Hossein Maher

A Requiem for a Befallen Calamity

By Samila Amir-Ebrahimi

Shock, that’s the name Hossein Maher chose for his fish series, which was first shown in the winter of 2009 at Etemad Art Gallery in Tehran. The collection included 21 large paintings of mutilated fish flesh. Aptly titled, paintings in Shock were amongst the most lurid and expressive in Mr. Maher’s oeuvre.
What do these flayed carcasses have to say? Are they telling us how they were caught, cleaned, gutted, cut, and broiled before ending up on our plates? Are their lacerated bodies only an excuse for the painter to study form, color, and texture, to better force realism into abstraction? Or perhaps they speak of a condition, an accident, a fate, a human tragedy?

Fish are cold-blooded, seafaring creatures whose bodies even many dedicated vegetarians find palatable.
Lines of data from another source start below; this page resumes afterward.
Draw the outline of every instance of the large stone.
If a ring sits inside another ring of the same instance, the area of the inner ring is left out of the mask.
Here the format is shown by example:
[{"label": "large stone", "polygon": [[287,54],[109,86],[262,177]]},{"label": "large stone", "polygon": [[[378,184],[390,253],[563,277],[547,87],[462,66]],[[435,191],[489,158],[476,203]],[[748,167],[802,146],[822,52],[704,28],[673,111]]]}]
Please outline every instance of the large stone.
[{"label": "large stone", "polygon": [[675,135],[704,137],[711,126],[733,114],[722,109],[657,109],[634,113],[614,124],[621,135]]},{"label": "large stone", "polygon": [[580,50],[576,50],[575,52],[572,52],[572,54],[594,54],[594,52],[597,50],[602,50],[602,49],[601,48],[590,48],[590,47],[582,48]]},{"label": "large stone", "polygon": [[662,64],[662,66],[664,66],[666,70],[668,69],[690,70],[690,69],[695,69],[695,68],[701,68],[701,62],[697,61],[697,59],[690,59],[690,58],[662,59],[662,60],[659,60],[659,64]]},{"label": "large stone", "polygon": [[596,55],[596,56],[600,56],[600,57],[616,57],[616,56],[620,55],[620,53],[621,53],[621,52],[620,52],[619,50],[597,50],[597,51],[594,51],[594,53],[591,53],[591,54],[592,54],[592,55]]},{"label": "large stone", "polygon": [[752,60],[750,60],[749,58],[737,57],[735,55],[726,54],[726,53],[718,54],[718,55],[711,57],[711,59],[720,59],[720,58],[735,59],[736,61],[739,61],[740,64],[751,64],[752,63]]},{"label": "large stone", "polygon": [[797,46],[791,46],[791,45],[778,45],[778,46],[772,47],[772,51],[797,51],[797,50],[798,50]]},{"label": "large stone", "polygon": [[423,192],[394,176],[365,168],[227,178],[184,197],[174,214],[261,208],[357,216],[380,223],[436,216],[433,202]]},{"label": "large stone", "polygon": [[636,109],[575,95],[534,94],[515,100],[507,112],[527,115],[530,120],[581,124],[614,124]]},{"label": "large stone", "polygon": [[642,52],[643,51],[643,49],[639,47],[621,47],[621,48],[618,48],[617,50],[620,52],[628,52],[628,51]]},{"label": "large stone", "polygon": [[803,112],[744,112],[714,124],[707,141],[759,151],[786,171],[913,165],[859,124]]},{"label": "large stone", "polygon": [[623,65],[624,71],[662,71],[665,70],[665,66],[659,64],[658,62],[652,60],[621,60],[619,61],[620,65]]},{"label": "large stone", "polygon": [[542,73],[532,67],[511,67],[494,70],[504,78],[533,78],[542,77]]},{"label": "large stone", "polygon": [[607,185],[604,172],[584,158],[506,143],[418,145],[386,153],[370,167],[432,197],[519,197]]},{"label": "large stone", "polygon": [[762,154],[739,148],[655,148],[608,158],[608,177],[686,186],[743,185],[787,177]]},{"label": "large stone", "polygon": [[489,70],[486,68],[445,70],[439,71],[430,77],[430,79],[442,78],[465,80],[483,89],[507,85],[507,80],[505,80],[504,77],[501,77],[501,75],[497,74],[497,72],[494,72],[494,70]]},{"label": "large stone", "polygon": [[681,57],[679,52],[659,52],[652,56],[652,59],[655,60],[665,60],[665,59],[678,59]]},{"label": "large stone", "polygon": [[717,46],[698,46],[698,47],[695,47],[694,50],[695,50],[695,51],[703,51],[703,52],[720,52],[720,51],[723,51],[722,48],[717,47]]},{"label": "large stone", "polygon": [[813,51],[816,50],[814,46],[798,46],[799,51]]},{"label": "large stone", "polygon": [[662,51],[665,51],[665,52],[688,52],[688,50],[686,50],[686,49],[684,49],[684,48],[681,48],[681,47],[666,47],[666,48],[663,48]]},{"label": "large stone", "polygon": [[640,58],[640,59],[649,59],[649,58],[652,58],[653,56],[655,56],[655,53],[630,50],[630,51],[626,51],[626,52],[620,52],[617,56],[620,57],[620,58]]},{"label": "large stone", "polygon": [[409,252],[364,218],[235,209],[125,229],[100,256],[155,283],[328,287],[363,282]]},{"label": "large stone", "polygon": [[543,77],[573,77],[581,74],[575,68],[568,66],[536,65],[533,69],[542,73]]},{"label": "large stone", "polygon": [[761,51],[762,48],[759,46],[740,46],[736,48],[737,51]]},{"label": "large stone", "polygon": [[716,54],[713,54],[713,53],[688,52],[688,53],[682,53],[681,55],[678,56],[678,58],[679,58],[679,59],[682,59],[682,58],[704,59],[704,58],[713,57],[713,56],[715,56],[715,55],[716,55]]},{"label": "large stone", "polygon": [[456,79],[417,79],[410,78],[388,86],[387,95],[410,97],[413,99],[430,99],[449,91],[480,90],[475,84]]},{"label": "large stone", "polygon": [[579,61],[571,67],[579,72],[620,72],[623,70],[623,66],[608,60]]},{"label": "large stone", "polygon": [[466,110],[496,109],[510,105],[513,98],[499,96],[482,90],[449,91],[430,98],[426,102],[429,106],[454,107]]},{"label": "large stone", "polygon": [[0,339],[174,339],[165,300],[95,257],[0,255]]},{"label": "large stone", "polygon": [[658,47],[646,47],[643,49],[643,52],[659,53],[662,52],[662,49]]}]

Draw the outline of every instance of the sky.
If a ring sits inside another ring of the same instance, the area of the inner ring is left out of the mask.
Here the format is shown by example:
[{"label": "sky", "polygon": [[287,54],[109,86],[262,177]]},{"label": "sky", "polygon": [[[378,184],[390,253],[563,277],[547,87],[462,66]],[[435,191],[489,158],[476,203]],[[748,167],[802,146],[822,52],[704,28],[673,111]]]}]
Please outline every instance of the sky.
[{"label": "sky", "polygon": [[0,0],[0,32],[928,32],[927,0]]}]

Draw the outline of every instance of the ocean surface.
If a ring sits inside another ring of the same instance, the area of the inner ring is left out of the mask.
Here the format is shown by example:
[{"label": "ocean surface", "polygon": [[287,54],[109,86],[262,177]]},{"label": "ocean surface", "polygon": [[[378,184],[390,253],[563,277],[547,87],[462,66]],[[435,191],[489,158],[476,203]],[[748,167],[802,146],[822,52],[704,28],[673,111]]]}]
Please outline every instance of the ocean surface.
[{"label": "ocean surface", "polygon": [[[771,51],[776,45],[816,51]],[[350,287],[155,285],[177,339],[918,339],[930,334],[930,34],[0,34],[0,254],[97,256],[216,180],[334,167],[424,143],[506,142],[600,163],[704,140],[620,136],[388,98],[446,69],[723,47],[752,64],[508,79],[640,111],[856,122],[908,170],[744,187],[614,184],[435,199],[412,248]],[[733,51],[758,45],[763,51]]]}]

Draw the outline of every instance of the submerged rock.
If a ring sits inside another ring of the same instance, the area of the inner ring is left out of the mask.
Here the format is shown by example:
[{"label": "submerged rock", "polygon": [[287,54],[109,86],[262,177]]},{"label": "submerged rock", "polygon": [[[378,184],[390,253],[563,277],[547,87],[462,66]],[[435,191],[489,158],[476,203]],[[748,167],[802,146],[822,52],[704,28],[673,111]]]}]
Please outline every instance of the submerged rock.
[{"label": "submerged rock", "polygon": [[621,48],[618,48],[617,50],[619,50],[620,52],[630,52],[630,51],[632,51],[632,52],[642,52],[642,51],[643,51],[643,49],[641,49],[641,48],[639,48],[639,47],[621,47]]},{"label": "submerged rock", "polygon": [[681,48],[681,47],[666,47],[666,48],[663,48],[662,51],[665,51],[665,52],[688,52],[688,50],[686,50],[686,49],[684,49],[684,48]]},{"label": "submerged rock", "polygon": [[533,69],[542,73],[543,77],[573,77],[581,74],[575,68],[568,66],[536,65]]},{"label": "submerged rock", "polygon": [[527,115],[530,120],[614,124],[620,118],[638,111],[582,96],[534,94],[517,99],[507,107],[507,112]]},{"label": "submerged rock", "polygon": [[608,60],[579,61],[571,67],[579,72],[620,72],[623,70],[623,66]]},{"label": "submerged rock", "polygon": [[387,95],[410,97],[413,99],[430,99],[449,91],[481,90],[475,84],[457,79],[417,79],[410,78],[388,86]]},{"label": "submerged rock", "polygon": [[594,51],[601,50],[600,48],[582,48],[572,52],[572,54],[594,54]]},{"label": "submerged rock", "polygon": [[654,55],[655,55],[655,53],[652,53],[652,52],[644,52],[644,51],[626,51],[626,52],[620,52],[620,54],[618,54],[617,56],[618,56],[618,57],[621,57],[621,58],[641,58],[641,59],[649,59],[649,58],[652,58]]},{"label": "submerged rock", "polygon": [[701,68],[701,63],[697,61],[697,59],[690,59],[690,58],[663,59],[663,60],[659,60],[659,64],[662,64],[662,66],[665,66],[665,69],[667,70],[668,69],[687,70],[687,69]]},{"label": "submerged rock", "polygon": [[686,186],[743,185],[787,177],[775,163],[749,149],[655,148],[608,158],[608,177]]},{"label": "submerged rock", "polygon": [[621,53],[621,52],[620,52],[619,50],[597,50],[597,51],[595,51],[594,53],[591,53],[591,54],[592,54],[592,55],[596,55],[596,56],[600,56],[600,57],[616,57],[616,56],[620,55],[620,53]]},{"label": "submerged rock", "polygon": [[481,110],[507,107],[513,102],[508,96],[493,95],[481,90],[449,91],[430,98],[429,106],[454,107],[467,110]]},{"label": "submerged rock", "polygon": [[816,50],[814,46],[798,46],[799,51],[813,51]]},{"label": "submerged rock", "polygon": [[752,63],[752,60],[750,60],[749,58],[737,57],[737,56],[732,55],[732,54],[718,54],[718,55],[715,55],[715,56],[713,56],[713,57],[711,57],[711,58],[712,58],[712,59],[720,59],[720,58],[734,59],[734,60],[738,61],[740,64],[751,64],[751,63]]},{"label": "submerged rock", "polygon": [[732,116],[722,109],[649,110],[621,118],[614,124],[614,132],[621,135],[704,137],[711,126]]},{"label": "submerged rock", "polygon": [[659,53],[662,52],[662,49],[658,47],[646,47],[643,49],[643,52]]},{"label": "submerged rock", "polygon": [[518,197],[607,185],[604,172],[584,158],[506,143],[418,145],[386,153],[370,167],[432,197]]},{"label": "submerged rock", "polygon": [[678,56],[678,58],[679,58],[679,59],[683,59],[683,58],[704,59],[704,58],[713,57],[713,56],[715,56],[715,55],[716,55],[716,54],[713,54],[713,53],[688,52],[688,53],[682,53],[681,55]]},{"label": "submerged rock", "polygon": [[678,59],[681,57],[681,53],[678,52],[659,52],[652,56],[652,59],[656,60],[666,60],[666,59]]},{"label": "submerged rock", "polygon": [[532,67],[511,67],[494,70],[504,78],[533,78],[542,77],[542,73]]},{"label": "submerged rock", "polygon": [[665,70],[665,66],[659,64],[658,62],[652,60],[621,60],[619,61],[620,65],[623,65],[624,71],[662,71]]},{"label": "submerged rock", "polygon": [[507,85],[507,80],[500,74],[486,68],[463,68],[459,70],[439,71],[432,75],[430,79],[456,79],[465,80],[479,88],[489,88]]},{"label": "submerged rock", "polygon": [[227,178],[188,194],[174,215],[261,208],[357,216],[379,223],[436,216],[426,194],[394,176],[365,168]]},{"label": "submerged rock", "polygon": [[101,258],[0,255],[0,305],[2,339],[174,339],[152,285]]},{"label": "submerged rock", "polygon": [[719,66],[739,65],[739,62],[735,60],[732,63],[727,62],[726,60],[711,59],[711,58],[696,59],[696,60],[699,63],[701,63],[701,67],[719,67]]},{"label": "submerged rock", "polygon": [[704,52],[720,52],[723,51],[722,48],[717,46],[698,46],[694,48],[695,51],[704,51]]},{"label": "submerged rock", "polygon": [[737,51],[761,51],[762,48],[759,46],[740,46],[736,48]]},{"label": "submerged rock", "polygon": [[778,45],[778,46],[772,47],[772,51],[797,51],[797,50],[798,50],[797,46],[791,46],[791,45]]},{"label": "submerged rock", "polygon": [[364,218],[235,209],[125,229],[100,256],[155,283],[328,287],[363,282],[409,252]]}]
It is perhaps due to their graceful and studied comportment that they have come to represent life and movement, purity and innocence. As a motif they have been used in works of Iranian craftsmen and women of different eras and millennia. Mr. Maher has also made use of the fish motif in his works, expressively or ornamentally. But in Shock his fish are used in an entirely different manner. They have become creatures of flesh, bone, and skin. They have acquired a human aura.

In some canvases, fish carcasses shine brightly against a dark background. The painter has been able to use the form and texture of his subject matter to emphasize a metaphoric presence, one that invites viewers of his works to move into a different plane of understanding. Free style and excited brushstrokes, the red of blood and the pink of raw flesh, transparent layers of paint that moves from the flesh and skin to bones, veins, muscles, and the innards, popped up eyes that have frozen life in its track, grotesque heads hanging frighteningly, precipitously from their bodies, as if they wanted to hang on to dear life at all cost, all these submerge the viewer in the dark waters of death. The choice of large canvases increases the unpleasant and disturbing effect on the viewer. The strong and violent contrast between positive and negative spaces, the use of glaze on oil and acrylic, has infused these paintings with renewed vigor. The fish are no longer the white and silver trout that we fry to eat. They are kin to deformed and hitched bodies in the works of Rembrandt and Bacon, or bunnies and fish in paintings of Soutine — they speak of the innocence and bewilderment of the “victim” and the violence inherent in the desire to kill.

In the later works of this collection, once the initial excitement of describing the calamity has subsided, the painter brings us from the depth of realism back to the surface of abstraction. He flattens fish carcasses and in this way simplifies their form on canvas. His controlled brush attends to the formal relationship between parts. At this level, we no longer see eyes, body parts, head, or tail. The red and black of the calamity has given way to the blue, white, and gray of memory. Form and texture acquires an abstract quality and anemic patterns similar to the flesh and bones of the fish sit next to geometric and abstract forms. The fish are no longer and cannot even be imagined. It seems as if only a memory of the befallen disaster lingers. This collection, as such can be regarded as a requiem for victims of a calamity.